General management and treatment options

Seek senior help early. ITU admission will be required for all grades of encephalopathy in the acute patient. Your consultant should be aware of the patient on the day of admission so that early discussions can take place with relatives and the Scottish Liver Transplant Unit (SLTU), if needed. In patients who have taken an overdose, early psychiatry review is paramount if there is any suggestion of liver failure, even out of hours, prior to the onset of encephalopathy; a major untreatable psychiatric diagnosis is a contraindication to liver transplantation (an acute depressive episode is not).

General

  • Monitor urine output hourly, blood glucose every 2 hours.
  • Do not sedate.
  • Avoid arterial puncture (except in paracetamol overdose where a lactate level provides important prognostic information).

Encephalopathy

  • If Grade II or worse on presentation, and cerebral oedema is suspected, nurse the head in a 20 - 30elevated position and give mannitol IV 20%, 0.5g/kg over 30 - 60 minutes and repeat 4 hourly if necessary. This should not be given outwith a critical care environment.

Hypoglycaemia

  • Glucose IV 10% at a rate of 100ml/hour. For moderate/severe hypoglycaemia see guideline on Management of Hypoglycaemia. Monitor glucose levels twice daily.
  • Continuous infusion of glucose may cause hyponatraemia which may itself be a contraindication to liver transplantation. Therefore the recommendation is to give concurrent:
    • Sodium chloride IV 0.9% plus
    • Potassium chloride IV 40mmol/L if hypokalaemic. Do not exceed maximum infusion rate (10mmol/hour).

Coagulopathy

  • Do not give blood products (i.e. fresh frozen plasma, factor concentrates) unless bleeding is a problem.
  • Do give Vitamin K (phytomenadione). This does not correct clotting defect caused by liver failure but will ensure no coagulopathy is simply due to nutritional deficiency. Give phytomenadione 10mg slow IV bolus over 3 - 5 minutes to ensure patient is replete. Give further doses on day 2 and day 3.

If bleeding occurs

  • Discuss with Haematologist
  • Take blood for Fibrin Degradation Products (FDPs) or D-Dimers to exclude DIC (disseminated intravascular coagulation).
  • Give fresh frozen plasma.
  • Consider platelets 6 units if platelets <20x109/L.

Sepsis

Culture blood and urine at baseline and every 24 hours.

Renal failure

The patient will require renal support if:

  • K+ >6mmol/L,
  • HCO3- <15mmol/L or
  • Creatinine >400micromol/L.

Discuss with the Renal Unit regarding modality.

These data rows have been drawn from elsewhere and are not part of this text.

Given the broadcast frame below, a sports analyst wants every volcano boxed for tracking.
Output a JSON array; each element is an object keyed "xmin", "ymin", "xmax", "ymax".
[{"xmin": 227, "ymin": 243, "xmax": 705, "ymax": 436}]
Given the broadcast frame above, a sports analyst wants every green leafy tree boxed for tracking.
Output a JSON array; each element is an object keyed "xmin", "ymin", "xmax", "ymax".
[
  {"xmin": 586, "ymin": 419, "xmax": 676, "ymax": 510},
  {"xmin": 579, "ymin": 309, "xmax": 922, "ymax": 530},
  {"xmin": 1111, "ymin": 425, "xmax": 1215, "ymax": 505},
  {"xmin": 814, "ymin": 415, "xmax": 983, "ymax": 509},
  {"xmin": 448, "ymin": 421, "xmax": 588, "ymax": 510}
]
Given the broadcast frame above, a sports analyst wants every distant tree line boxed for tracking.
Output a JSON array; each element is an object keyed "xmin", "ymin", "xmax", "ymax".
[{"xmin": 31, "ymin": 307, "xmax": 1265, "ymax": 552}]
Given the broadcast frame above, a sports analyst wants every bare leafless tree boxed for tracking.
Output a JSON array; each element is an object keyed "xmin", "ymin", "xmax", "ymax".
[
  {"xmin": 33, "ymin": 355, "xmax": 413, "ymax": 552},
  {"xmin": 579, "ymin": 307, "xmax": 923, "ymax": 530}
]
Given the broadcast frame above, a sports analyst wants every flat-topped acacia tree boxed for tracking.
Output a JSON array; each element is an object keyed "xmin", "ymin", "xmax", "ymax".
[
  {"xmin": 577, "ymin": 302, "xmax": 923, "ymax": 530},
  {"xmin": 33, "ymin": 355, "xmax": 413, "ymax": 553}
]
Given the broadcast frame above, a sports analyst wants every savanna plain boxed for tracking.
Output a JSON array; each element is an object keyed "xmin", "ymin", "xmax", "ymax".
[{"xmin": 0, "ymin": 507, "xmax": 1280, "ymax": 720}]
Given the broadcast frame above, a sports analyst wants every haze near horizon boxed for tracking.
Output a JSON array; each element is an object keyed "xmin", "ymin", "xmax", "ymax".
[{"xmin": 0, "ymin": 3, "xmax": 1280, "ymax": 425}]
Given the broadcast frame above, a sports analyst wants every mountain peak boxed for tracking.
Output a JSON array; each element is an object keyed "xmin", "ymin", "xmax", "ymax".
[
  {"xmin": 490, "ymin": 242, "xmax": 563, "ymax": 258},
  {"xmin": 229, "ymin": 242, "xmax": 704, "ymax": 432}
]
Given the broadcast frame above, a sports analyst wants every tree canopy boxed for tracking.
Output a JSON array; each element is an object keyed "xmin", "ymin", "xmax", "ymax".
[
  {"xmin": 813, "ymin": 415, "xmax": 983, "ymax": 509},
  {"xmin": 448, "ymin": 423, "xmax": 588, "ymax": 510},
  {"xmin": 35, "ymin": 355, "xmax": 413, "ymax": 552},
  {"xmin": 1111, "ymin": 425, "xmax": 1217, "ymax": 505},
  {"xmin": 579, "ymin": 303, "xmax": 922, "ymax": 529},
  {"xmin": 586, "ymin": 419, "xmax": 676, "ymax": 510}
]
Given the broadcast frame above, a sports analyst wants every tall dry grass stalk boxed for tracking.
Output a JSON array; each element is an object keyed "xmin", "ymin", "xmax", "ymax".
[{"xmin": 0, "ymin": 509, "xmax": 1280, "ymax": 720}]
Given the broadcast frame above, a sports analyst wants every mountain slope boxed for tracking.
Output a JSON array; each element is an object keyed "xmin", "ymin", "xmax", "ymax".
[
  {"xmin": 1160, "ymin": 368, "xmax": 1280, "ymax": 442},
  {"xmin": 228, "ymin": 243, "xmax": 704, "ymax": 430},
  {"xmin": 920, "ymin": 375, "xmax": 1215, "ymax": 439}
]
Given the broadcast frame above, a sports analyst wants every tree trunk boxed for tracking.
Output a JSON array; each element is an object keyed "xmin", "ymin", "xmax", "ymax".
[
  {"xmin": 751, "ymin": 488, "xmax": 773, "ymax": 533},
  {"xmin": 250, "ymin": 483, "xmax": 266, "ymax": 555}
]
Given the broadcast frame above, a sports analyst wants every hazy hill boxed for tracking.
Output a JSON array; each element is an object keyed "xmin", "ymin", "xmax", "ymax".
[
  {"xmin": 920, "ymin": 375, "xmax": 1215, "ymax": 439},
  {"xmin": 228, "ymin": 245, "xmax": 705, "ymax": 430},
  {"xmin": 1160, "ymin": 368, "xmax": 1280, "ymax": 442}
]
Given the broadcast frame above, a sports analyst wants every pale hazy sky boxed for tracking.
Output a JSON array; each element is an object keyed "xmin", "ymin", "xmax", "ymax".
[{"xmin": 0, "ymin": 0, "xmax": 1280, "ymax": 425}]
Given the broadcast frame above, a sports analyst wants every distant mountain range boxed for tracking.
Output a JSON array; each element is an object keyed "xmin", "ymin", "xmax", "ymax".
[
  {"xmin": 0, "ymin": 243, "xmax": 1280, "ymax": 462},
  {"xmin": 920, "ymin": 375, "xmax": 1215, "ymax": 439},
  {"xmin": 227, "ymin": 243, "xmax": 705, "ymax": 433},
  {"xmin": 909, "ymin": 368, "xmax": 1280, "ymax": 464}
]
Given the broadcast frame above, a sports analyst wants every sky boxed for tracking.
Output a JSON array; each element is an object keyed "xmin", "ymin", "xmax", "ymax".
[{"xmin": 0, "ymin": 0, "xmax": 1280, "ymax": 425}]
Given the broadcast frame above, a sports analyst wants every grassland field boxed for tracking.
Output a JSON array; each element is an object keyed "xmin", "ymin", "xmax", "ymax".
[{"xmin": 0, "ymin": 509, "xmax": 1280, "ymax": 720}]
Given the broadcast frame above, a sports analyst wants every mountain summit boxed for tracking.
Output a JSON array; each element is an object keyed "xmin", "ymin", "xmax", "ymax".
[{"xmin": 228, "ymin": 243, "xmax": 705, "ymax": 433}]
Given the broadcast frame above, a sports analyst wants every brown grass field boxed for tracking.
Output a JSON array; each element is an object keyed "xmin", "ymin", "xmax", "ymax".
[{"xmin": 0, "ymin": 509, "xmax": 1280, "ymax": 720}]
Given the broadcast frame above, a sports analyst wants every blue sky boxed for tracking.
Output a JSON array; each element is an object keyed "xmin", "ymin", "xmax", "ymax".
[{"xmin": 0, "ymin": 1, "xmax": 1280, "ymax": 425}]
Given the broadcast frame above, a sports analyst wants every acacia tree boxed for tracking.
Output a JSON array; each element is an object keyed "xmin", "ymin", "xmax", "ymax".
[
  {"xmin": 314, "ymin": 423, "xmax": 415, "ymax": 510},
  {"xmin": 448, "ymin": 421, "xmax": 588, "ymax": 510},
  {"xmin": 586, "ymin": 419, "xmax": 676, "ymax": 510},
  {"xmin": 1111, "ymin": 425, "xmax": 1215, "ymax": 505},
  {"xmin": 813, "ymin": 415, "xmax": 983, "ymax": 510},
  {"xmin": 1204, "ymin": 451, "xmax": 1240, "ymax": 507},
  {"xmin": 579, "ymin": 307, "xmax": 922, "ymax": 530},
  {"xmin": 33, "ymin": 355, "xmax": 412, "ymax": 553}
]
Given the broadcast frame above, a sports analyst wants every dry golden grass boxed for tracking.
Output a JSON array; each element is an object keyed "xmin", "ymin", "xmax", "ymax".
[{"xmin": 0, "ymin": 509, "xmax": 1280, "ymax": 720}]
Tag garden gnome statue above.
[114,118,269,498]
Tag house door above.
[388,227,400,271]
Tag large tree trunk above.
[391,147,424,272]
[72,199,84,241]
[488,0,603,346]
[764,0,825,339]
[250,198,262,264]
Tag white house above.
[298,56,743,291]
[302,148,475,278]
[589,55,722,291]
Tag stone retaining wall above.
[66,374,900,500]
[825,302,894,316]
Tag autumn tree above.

Indication for discussion with the Scottish Liver Transplant Unit in Acute Liver Failure

Rather than waiting until the strict criteria for transplantation are met, patients with severe acute liver failure should be discussed with the SLTU (see Appendix 6 for contact details) at an early stage. This should occur if:

  • Prothrombin time >20 seconds or INR >2
  • pH <7.3 or H+ >50nmol/L
  • Hypoglycaemia
  • Conscious level impaired
  • Creatinine >200micromol/L
  • Any patient with encephalopathy, coagulopathy or renal impairment complicating acute liver injury should be discussed with SLTU.

If there is history of overdose, the SLTU will expect that a psychiatry review has been arranged. Rising ALT without the above criteria is not an indication to discuss with the SLTU.